In the second act, we learn that Horner is not merely a cad taking advantage of unsuspecting and vulnerable women. In fact, the women are complicit. Lady Fidget’s assertion that he is “truly a man of honour” (82) for sacrificing his reputation for the sake of theirs shows that the women are as disinterested in their marriages as their husbands are. In fact, Pinchwife chose a country wife because he believed that she would be too naïve to become bored with him or to give in to the advances of other men. He shows disdain for his sister because she has lived in the city and therefore considers her to be corrupt and a corrupting influence on his wife. Alithea is, however, the most principled and virtuous of all the women in the play. She has given her word to marry Sparkish and does not give in to the much more attractive offer from Harcourt. She is not easily led astray like Margery or duplicitous like Lady Fidget, Mrs. Dainty Fidget, and Mrs. Squeamish. Were Pinchwife not so determined to distrust women, he would find that his sister is a strong role model for the kind of behavior he wants from his wife.
In this act, Pinchwife’s plan backfires. He chose to marry a country wife because he believed that she would be more innocent and easier to control. However, her innocence leads to greater curiosity.
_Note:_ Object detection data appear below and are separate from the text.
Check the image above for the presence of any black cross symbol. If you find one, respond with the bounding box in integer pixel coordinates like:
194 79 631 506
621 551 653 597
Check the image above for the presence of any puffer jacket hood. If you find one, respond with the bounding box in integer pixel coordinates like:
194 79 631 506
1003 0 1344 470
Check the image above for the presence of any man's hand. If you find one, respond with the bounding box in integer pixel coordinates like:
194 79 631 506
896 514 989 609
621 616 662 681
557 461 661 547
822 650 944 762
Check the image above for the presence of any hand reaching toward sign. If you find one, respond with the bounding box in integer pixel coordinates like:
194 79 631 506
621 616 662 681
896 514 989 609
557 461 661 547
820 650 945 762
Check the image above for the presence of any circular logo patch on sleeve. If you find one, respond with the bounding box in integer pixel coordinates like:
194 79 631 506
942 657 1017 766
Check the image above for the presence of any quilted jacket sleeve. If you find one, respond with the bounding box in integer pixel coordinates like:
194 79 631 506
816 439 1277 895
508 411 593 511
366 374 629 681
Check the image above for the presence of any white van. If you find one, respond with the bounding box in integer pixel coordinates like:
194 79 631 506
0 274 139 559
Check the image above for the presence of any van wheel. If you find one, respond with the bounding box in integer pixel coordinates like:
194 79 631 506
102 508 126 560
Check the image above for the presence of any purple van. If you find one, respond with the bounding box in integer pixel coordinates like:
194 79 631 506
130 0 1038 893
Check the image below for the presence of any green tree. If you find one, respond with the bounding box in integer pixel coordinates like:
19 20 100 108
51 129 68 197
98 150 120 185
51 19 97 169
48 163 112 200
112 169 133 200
She does not understand why she is expected to deflect the advances of other men or why her husband does not want her to go out and experience the city. The city women, Lady Fidget, Mrs. Dainty Fidget, and Mrs. Squeamish are not so naïve or compliant. Thus, they stand their ground when Pinchwife does not want to allow his wife to spend time with them and counter his lies. They explain that their boredom as wives arises from their husbands’ neglect, as they know full well that their husbands are sleeping with women of the lower classes and suggest that women have sexual appetites as well. Therefore, Horner’s ruse does not make him a fox in the henhouse, but a welcome guest by willing and consensual participants.